Domingo, 21.10.2018 - 19:14 h
Los trepas trabajan menos

Hacerle la pelota al jefe es agotador (y además empeora tu rendimiento)

Un estudio señala las consecuencias de la adulación constante a un superior, que van desde el mal comportamiento hasta saltarse reuniones

Hacer la pelota es crontraproducente / Pexels
Hacer la pelota es crontraproducente / Pexels

En cualquier lugar de trabajo existen ciertas personas que basan su estrategia para ser valorados en la adulación constante a sus superiores, más allá del terreno estrictamente laboral. Aunque pueda resultar positivo ofrecer un feedback constructivo a los demás, hacerle la pelota al jefe no sólo es negativo para el entorno -especialmente para los compañeros-, sino que además es tremendamente agotador y termina por afectar al rendimiento de quien lo hace, tal y como señala un reciente estudio llevado a cabo en la Universidad Estatal de Oregón y publicado en el Journal of Applied Psychology.

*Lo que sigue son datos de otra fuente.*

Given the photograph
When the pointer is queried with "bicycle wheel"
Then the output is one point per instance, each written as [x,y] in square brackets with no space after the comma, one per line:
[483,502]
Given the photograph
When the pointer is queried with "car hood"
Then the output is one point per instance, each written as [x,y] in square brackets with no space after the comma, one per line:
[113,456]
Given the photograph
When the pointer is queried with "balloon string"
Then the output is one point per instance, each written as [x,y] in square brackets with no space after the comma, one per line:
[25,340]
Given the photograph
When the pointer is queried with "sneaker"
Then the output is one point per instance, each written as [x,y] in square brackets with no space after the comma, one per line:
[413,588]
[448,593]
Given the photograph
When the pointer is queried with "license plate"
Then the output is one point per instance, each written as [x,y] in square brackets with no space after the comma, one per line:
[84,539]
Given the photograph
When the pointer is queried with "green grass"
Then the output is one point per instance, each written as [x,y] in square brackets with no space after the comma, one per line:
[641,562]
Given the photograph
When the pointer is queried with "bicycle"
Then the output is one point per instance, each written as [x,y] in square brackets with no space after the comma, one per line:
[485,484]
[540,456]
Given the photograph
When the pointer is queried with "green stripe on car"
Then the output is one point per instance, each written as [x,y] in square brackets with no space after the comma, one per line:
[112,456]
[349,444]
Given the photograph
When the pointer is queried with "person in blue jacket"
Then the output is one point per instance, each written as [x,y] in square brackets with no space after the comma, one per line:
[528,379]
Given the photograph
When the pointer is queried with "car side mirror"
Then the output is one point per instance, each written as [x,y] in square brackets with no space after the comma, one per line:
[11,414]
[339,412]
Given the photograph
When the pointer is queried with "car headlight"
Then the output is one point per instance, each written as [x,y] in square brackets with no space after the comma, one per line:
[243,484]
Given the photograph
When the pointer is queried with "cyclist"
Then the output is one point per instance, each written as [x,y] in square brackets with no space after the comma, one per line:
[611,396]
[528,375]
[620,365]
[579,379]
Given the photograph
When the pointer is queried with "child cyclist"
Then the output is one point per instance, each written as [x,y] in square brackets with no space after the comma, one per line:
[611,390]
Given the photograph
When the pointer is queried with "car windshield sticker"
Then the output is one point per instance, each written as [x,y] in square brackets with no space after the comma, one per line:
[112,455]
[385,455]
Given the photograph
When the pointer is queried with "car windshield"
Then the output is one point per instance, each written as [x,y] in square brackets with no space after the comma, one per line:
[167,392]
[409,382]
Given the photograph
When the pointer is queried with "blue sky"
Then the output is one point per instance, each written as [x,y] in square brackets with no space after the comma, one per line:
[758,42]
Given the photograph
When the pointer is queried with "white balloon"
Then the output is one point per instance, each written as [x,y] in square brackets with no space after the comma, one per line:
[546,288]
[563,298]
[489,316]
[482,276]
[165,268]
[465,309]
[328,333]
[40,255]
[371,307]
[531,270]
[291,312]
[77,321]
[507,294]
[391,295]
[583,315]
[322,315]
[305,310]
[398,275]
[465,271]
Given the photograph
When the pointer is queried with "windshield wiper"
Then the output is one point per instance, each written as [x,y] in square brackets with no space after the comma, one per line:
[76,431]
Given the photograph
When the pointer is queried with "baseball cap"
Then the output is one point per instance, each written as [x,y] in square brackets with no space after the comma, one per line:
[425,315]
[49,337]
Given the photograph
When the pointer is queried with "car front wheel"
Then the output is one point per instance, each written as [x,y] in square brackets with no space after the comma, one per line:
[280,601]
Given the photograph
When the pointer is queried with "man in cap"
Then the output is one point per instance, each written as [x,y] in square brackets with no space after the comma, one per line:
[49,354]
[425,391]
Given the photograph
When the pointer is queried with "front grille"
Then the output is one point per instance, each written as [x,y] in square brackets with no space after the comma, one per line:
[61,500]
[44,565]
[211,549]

De hecho, hacer la pelota también termina por “agotar los recursos de autocontrol” del empleado y propicia malos comportamientos. “Existe un coste personal por tratar de adular a tu jefe. Cuando se agota tu energía, puede llevarte a territorio de nadie”, explica Anthony Klotz, profesor asociado en dirección de equipos en la Escuela de Negocios de la Universidad Estatal de Oregón y autor principal del estudio.

Sin embargo no es el único tipo de conducta que afecta negativamente al comportamiento de los empleados: según la investigación, tratar de promocionarse constantemente ante los superiores tiene un efecto de desgaste similar y termina por producir desórdenes, por muy efectivo que pueda resultar a corto plazo.

La diferencia entre agradar con tu trabajo y adular

“Generalmente, impresionar a un superior es una manera de querer gustar y parecer capacitado” en el espacio de trabajo, señala Lawrence Houston III, coautor del estudio. En este sentido, la adulación es una de las principales formas que utilizan los empleados para crear y mantener su imagen deseada en el entorno laboral, algo que en otros estudios anteriores siempre se ha considerado como una estrategia lícita que no sólo sirve para obtener mejores resultados a nivel individual, sino también para mejorar el ambiente colectivo. Algo que desmiente parcialmente la última investigación, que diferencia entre agradar con el trabajo y hacer la 'pelota'.

Sus autores examinaron durante dos semanas a 75 profesionales que trabajaban para una empresa pública en China y las tácticas usadas para impresionar a sus supervisores, dividiéndolas en adulación y autopromoción. Así, determinaron que las del primer tipo generalmente incluyen halagos, estar de acuerdo con la opinión del supervisor y hacerle favores. Por su parte, la autopromoción se refiere a agenciarse el crédito de un éxito, alardear sobre el rendimiento y resaltar las conexiones con otras personas importantes.

El agotador arte de hacer la pelota

Sorprendentemente, y al contrario de lo que se solía pensar hasta ahora, los investigadores concluyeron que la conducta de aquellos empleados que abusaban de la adulación variaba según el día. Es decir, que les resultaba imposible mantener el mismo nivel a la hora de hacer la pelota constantemente. Por otro lado, también advirtieron que mientras mayor sea el grado de adulación y más complejas las estrategias empleadas, más agotados se sienten los empleados. Algo que, en opinión de los autores del estudio, resulta comprensible ya que para hacer la 'pelota' se requiere “una apariencia de sinceridad” que exige mucho mentalmente.

Los resultados observados fueron que ese agotamiento llevaba a malos comportamientos con compañeros del trabajo, saltarse reuniones o pasar más tiempo navegando por internet que trabajando. Algo que, en general, se agrava cuando los empleados no presentan altos niveles de habilidades sociales: aquellos con mayor capacidad para relacionarse con los demás son menos propensos a presentar agotamiento tras hacerle la pelota al jefe, según el estudio. Y, en caso de presentarse esa merma, sus autores recomiendan tomarse un descanso para evadirse: “Siempre es mejor que dejar que el agotamiento se manifieste de otro modo, como siendo grosero con un colega de trabajo”.